Upcoming photography projects include a study on the aesthetics of surveillance and privacy, combining street photography, AI facial mapping, and speculative fiction to question how the body is encoded and commodified in contemporary visual culture.
As an art director, Ilán brings together narrative, atmosphere, and detail to create immersive visual experiences. His background in production design and visual storytelling gives him an intuitive sense for tone, pacing, and spatial harmony. He has worked across editorial, fashion, cultural programming, and digital media, shaping everything from short films to printed publications to large-scale exhibitions. Ilán’s approach to art direction is holistic: he considers not just aesthetics but also emotion, accessibility, and sustainability. He is known for crafting environments that evoke curiosity, intimacy, or reflection – using light, texture, and symbolism to guide viewer experience.
Whether developing moodboards, directing shoots, curating an exhibition, or designing a brand identity, he maintains a coherent and resonant visual language. His collaborations include: Art direction for fashion and editorial campaigns with emerging designers Production design for independent films and music videos Spatial design for art exhibitions and interdisciplinary installations Visual strategy for social impact campaigns and community projects He excels in translating abstract concepts into tangible form, often working at the intersection of fiction and realism, chaos and structure.
Clients and collaborators value his precision, his poetic vision, and his commitment to meaningful aesthetics. He is especially interested in projects that disrupt dominant narratives, engage with underrepresented communities, or reimagine beauty in politically urgent ways. He is currently consulting on a transmedia storytelling project for a cultural foundation and co-directing a short film that blends fashion, movement, and speculative fiction.
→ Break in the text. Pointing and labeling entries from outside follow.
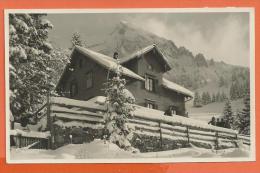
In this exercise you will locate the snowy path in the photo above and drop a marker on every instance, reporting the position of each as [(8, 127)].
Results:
[(98, 150)]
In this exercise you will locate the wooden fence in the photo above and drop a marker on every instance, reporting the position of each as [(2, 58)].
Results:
[(146, 122)]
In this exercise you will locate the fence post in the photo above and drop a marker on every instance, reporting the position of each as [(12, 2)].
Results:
[(160, 131), (188, 136), (216, 142)]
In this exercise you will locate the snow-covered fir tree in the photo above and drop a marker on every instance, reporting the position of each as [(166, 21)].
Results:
[(29, 56), (242, 122), (228, 114), (119, 109)]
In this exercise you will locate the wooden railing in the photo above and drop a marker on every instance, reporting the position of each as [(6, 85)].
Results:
[(68, 112), (32, 140)]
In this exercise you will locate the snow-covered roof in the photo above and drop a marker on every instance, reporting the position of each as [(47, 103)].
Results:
[(30, 133), (175, 87), (138, 54), (106, 61)]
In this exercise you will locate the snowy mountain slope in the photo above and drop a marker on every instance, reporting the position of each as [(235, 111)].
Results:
[(111, 151)]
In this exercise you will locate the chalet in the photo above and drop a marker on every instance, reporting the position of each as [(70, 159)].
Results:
[(84, 76)]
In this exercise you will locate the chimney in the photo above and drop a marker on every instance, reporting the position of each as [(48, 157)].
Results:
[(115, 56)]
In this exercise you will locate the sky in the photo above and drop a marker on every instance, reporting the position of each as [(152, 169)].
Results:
[(220, 36)]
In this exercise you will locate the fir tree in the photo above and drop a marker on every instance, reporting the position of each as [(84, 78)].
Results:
[(243, 117), (197, 100), (228, 114), (76, 40), (119, 110), (29, 56)]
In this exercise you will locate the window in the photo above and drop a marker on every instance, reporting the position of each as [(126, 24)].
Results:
[(149, 83), (151, 105), (89, 80), (73, 89)]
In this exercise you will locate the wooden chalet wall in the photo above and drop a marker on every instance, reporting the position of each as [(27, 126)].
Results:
[(162, 97)]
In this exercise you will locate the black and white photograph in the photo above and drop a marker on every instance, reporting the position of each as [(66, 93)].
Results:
[(130, 86)]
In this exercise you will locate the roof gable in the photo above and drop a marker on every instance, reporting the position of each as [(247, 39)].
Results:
[(138, 54), (103, 60)]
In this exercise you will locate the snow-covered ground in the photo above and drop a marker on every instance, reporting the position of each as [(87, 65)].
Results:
[(100, 150)]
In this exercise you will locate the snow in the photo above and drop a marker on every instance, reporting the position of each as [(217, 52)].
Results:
[(147, 115), (175, 87), (138, 54), (107, 62), (98, 149), (30, 133), (76, 103), (157, 115), (78, 117)]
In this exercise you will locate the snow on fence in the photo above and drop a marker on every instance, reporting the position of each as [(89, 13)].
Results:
[(35, 140), (146, 122)]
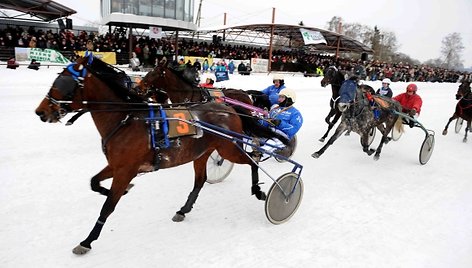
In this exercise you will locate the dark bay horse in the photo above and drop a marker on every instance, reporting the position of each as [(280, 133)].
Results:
[(358, 117), (182, 87), (123, 124), (463, 107), (335, 78)]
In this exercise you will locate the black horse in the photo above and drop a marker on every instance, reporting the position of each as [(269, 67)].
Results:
[(358, 116), (335, 78), (463, 107)]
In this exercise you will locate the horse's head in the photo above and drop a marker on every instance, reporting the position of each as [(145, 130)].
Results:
[(60, 99), (463, 90), (329, 75)]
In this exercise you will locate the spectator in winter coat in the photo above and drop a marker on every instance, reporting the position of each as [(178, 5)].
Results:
[(385, 90), (285, 120)]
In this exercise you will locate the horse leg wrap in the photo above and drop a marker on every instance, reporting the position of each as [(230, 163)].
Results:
[(192, 197)]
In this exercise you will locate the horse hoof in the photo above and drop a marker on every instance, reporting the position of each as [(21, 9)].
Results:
[(178, 217), (261, 196), (80, 250)]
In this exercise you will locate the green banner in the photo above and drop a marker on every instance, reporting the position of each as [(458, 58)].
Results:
[(41, 55)]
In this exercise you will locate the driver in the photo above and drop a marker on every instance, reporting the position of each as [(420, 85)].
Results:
[(411, 102), (272, 91)]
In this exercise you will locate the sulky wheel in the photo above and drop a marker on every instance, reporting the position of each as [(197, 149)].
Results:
[(280, 203), (218, 168), (427, 149), (287, 151), (396, 134)]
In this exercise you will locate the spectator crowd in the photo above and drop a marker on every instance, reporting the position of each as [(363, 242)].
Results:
[(148, 51)]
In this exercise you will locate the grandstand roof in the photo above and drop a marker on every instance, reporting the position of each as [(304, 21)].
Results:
[(287, 35), (45, 10)]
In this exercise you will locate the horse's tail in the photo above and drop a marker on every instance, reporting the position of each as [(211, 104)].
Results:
[(399, 125), (251, 126)]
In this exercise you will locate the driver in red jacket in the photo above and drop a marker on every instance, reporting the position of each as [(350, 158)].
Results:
[(411, 102)]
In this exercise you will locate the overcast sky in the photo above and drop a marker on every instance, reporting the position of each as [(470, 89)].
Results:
[(420, 25)]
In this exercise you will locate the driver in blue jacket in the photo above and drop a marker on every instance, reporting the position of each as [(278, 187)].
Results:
[(284, 119)]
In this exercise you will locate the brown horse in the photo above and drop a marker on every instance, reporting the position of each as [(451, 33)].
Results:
[(463, 107), (335, 78), (358, 117), (123, 123), (181, 86)]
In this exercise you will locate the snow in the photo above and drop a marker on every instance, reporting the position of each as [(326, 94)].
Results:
[(356, 212)]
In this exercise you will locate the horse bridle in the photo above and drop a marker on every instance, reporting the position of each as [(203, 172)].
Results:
[(67, 85)]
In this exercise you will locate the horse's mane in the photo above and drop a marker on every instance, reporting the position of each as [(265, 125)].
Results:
[(114, 78), (180, 72)]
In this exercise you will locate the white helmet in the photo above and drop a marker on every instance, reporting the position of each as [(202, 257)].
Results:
[(278, 77), (289, 93), (205, 76), (387, 81)]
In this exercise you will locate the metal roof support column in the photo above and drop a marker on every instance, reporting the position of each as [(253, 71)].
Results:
[(269, 67), (337, 47), (176, 45)]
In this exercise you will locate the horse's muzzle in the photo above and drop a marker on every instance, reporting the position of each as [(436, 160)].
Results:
[(343, 107)]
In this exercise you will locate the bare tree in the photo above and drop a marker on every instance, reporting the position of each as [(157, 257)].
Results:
[(334, 23), (451, 51)]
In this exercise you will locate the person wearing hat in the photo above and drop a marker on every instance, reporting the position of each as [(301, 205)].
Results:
[(385, 90), (411, 102), (284, 119), (273, 90)]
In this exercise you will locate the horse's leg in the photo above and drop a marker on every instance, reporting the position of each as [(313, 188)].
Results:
[(448, 122), (467, 130), (330, 114), (199, 167), (339, 130), (256, 189), (119, 185), (365, 145), (106, 173)]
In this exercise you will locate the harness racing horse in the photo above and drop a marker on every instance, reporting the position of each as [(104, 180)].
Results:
[(181, 87), (358, 117), (463, 107), (123, 124), (333, 77)]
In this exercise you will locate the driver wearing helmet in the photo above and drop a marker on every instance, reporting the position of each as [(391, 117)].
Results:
[(284, 119), (209, 81), (272, 91), (411, 102), (385, 90)]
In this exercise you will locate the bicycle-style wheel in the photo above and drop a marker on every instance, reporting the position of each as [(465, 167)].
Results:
[(281, 203)]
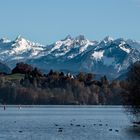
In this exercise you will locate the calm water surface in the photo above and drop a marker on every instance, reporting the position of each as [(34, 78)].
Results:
[(66, 123)]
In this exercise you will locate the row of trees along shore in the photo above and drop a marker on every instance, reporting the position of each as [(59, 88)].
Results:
[(28, 85)]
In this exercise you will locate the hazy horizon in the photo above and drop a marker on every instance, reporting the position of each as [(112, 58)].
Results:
[(47, 21)]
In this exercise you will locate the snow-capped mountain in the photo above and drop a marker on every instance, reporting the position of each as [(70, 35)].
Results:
[(109, 56)]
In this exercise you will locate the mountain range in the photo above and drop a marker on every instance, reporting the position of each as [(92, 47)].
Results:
[(110, 57)]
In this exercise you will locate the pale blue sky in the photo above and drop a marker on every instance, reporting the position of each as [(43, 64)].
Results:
[(46, 21)]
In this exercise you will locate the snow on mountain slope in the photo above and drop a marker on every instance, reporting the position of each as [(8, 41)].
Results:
[(19, 49), (108, 56)]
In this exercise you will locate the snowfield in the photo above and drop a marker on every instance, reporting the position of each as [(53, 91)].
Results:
[(66, 123)]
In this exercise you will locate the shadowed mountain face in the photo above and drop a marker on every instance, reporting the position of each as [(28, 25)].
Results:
[(106, 57)]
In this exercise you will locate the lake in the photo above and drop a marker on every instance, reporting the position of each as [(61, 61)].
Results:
[(66, 123)]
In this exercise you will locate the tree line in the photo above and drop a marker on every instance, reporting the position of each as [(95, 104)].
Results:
[(57, 88)]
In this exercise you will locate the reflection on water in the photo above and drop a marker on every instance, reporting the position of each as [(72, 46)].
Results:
[(66, 123)]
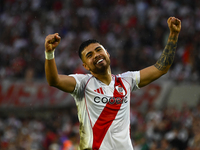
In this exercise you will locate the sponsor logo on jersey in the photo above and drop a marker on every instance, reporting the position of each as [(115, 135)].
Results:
[(120, 90), (111, 100)]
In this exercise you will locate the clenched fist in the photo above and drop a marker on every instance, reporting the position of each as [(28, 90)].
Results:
[(174, 25), (52, 41)]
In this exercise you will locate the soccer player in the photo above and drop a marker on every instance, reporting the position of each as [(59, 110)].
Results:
[(103, 99)]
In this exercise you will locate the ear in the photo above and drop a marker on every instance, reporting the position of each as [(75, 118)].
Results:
[(86, 67)]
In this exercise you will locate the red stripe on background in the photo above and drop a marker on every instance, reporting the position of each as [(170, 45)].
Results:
[(105, 119)]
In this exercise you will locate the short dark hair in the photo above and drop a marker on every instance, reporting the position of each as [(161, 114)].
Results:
[(85, 44)]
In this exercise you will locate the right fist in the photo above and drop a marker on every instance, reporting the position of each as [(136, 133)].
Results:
[(51, 42)]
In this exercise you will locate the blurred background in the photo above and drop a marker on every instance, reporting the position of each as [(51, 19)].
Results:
[(165, 115)]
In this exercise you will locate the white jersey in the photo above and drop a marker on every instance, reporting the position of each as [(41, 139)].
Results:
[(104, 111)]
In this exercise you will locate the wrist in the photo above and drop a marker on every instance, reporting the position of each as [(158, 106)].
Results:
[(174, 34), (49, 55)]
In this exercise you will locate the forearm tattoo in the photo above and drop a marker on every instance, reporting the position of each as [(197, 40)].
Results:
[(167, 57)]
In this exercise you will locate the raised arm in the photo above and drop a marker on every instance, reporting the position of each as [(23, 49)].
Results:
[(165, 61), (62, 82)]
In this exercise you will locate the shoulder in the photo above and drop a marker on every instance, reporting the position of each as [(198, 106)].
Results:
[(129, 74)]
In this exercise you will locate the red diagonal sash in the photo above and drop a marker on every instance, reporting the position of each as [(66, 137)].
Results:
[(106, 117)]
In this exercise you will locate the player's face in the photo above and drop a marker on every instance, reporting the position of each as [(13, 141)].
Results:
[(95, 58)]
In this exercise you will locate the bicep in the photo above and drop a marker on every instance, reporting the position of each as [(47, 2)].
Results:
[(66, 83), (149, 74)]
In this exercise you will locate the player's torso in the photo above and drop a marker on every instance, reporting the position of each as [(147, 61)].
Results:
[(107, 112)]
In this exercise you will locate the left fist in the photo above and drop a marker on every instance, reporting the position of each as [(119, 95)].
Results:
[(174, 25)]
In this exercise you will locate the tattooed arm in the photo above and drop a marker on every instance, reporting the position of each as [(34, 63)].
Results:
[(163, 64)]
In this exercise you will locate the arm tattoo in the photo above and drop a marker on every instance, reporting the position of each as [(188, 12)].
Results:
[(167, 57)]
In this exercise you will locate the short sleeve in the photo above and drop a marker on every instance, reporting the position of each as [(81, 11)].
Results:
[(81, 80), (133, 78)]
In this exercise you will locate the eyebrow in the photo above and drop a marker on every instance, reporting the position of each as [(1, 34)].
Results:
[(99, 47)]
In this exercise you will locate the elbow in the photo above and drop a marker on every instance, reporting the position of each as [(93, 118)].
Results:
[(52, 83)]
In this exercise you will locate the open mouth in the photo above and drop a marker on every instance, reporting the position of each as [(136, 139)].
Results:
[(99, 61)]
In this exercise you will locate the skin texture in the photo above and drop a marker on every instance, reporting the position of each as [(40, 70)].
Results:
[(95, 52)]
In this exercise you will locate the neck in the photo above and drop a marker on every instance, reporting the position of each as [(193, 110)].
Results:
[(104, 77)]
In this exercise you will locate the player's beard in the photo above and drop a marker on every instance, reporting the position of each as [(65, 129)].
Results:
[(101, 68)]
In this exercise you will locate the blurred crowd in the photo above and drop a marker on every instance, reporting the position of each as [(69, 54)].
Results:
[(133, 31), (153, 129)]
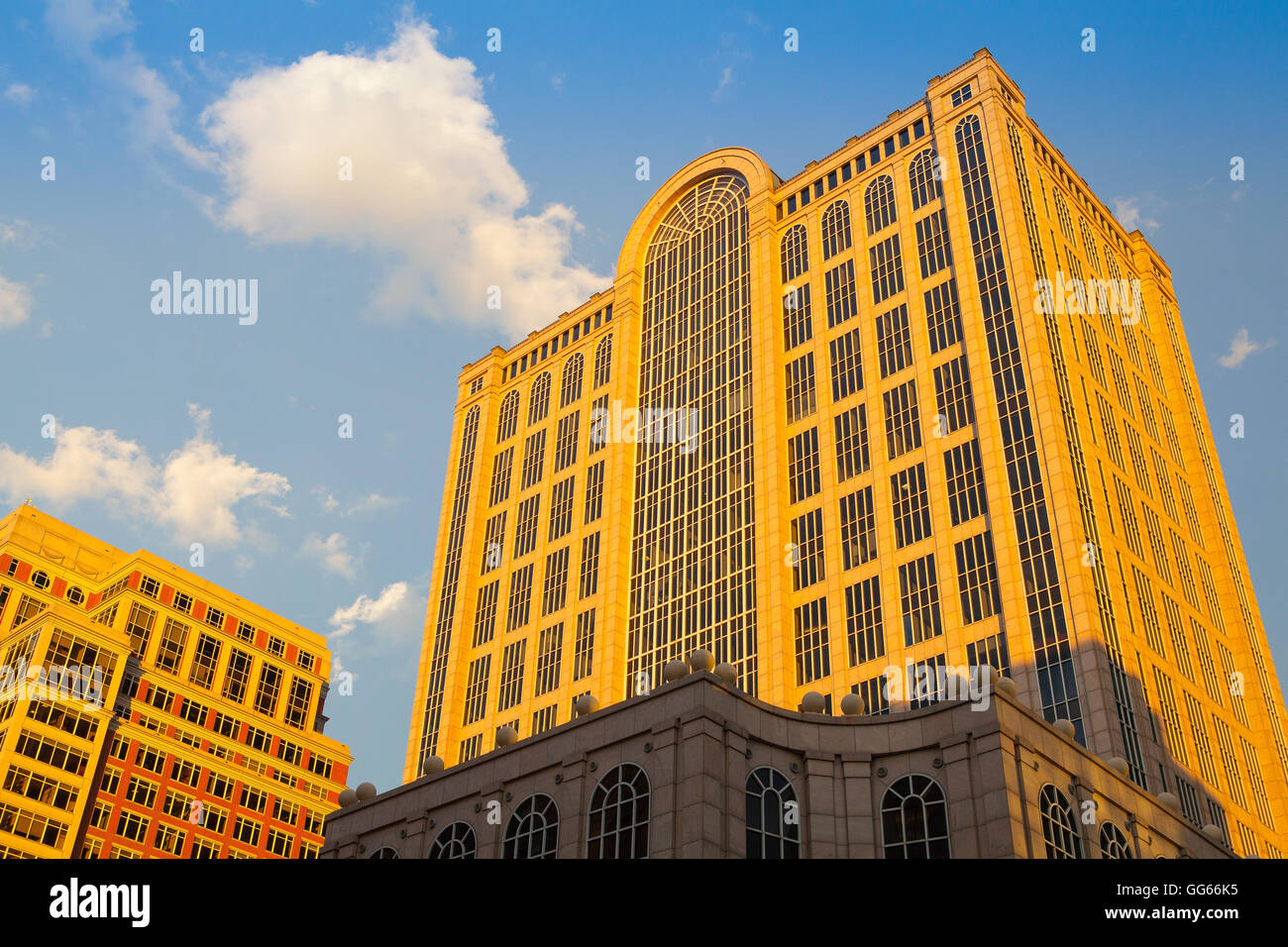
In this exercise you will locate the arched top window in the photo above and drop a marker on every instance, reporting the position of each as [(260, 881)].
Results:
[(570, 386), (539, 398), (507, 421), (879, 204), (773, 815), (1059, 826), (795, 252), (604, 360), (922, 179), (914, 819), (836, 228), (533, 828), (1113, 843), (455, 841), (617, 826)]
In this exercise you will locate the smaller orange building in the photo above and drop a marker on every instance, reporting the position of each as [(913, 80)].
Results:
[(146, 712)]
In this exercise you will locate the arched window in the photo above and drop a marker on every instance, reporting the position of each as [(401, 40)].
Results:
[(836, 228), (604, 361), (914, 819), (570, 386), (1059, 826), (618, 814), (509, 419), (879, 204), (795, 253), (1113, 843), (773, 815), (922, 180), (455, 841), (539, 398), (533, 828)]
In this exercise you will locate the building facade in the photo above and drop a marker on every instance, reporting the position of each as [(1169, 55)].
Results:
[(146, 712), (923, 406), (696, 770)]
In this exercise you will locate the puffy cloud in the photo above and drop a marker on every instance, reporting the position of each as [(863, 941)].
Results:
[(193, 492), (1241, 347), (432, 185)]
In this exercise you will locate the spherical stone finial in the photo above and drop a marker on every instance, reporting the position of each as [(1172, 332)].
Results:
[(812, 702), (674, 671), (702, 660)]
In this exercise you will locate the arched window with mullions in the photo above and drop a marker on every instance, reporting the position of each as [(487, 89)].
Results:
[(1059, 826), (455, 841), (1113, 843), (914, 819), (773, 815), (533, 828), (617, 826)]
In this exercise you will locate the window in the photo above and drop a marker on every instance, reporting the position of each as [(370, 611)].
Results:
[(455, 841), (914, 819), (617, 825), (532, 830), (1059, 827), (773, 821)]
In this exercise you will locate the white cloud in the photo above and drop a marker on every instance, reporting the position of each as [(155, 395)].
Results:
[(1240, 347), (333, 553), (193, 492), (433, 187)]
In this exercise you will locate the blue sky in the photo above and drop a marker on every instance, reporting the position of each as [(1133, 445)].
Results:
[(224, 163)]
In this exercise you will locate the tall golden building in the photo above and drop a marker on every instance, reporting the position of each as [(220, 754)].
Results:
[(146, 712), (921, 407)]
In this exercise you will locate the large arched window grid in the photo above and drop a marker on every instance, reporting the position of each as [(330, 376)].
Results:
[(795, 252), (539, 398), (914, 819), (533, 828), (617, 825), (1113, 843), (1059, 826), (773, 815), (923, 180), (879, 204), (836, 228), (455, 841), (570, 385), (507, 421), (604, 361)]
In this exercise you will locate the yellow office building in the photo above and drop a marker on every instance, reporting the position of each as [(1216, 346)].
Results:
[(923, 406)]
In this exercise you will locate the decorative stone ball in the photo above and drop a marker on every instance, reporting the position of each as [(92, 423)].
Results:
[(812, 702), (853, 705), (702, 660), (674, 671)]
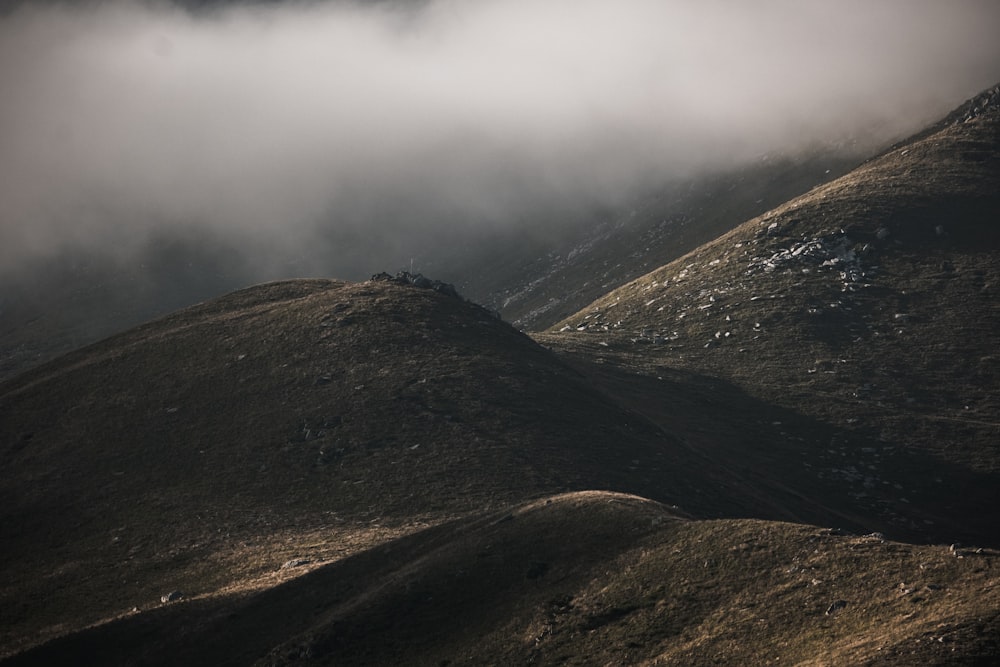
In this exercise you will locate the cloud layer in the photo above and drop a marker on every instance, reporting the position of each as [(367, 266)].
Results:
[(280, 123)]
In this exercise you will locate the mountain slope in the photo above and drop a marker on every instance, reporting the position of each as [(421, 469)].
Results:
[(198, 451), (587, 578), (868, 305)]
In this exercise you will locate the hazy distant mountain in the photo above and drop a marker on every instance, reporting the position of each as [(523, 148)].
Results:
[(317, 472)]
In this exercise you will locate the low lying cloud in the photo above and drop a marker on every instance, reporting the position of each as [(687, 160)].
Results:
[(281, 123)]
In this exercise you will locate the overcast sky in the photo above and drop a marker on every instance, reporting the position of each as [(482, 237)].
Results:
[(270, 122)]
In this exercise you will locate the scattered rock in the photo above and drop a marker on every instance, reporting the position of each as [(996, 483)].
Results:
[(836, 607), (172, 596), (417, 280)]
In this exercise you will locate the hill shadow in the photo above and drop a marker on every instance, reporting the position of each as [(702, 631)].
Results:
[(772, 462)]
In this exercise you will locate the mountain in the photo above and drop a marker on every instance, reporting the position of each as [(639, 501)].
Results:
[(868, 307), (585, 578), (760, 451), (534, 272), (345, 411)]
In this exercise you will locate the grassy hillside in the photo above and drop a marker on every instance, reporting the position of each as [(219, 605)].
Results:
[(588, 578), (867, 308), (200, 450), (743, 441)]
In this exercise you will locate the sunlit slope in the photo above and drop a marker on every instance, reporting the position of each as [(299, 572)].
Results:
[(588, 578), (868, 308)]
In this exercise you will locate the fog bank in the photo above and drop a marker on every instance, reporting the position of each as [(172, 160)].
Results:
[(280, 125)]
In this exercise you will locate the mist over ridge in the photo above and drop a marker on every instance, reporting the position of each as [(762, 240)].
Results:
[(284, 126)]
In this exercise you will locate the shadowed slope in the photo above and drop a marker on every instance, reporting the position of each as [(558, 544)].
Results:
[(587, 578), (316, 417), (868, 305)]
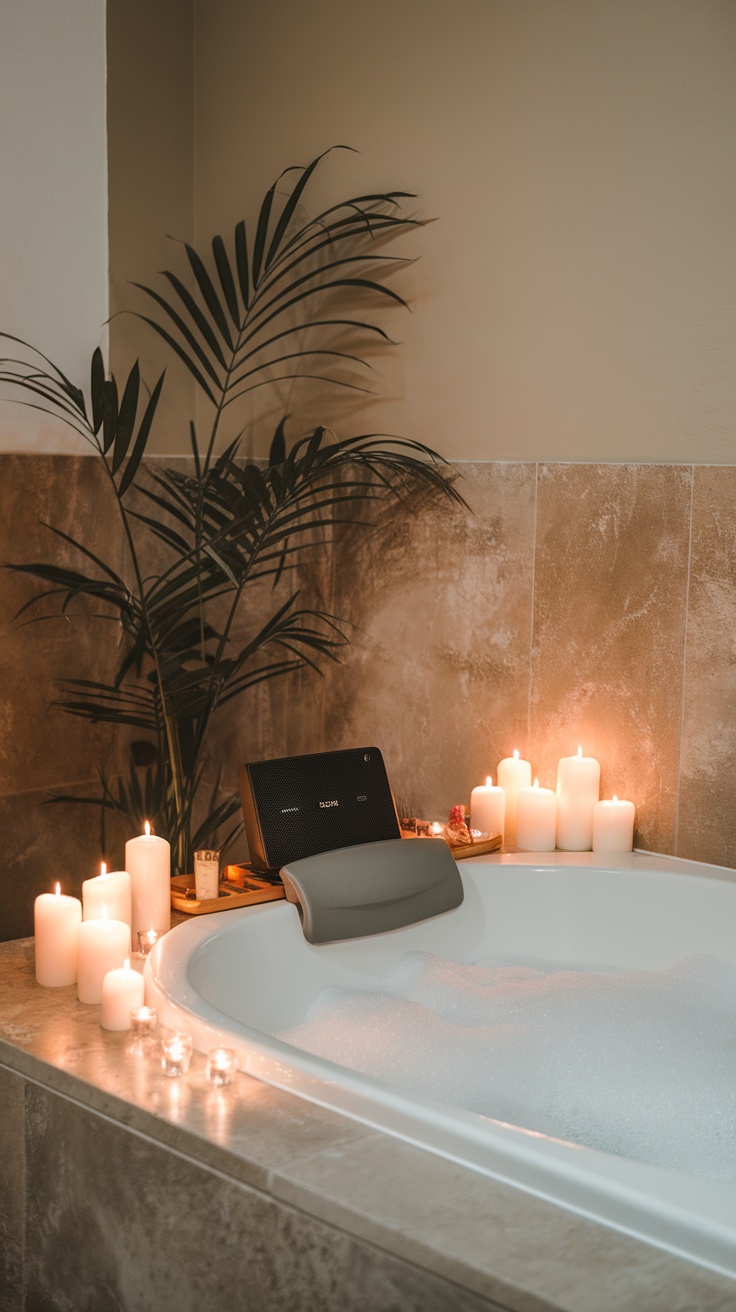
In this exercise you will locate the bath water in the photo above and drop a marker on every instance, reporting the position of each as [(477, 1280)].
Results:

Ilán’s painting process is rooted in gesture, erasure, and the material residue of emotion. His abstract works often begin with layering: of pigment, of meaning, of contradiction. He builds surfaces slowly, allowing time and friction to leave their mark. Paint is sometimes applied, sometimes removed, revealing the temporal labor embedded in each piece. He is interested in the non-verbal communication of texture – how a cracked layer of paint, a wrinkled canvas, or an uneven surface can hold as much affect as a face or a line of poetry. Influenced by artists like Lucio Fontana, Bram Bogart, and post-minimalist traditions, Ilán explores how absence can be a form of presence. Many of his pieces include voids, scorched patches, or scraped areas that mirror psychic ruptures. His color palette is often muted – earthy tones, skin-like pinks, ghostly whites – but occasionally ruptured by a vivid stroke or unexpected hue. In all cases, his paintings resist quick legibility. They require time, proximity, and a willingness to feel.
Ilán sees painting not as a retreat from conceptual work but as an extension of it. His canvases are sites of research and reflection, mirroring themes from his photographic and sculptural practice, using light as a primal element. Many paintings emerge from the same conceptual spine as his installation work, acting as meditative anchors for more ephemeral pieces. They have been shown both independently and alongside his other media, offering viewers a slower, more intimate encounter with his world.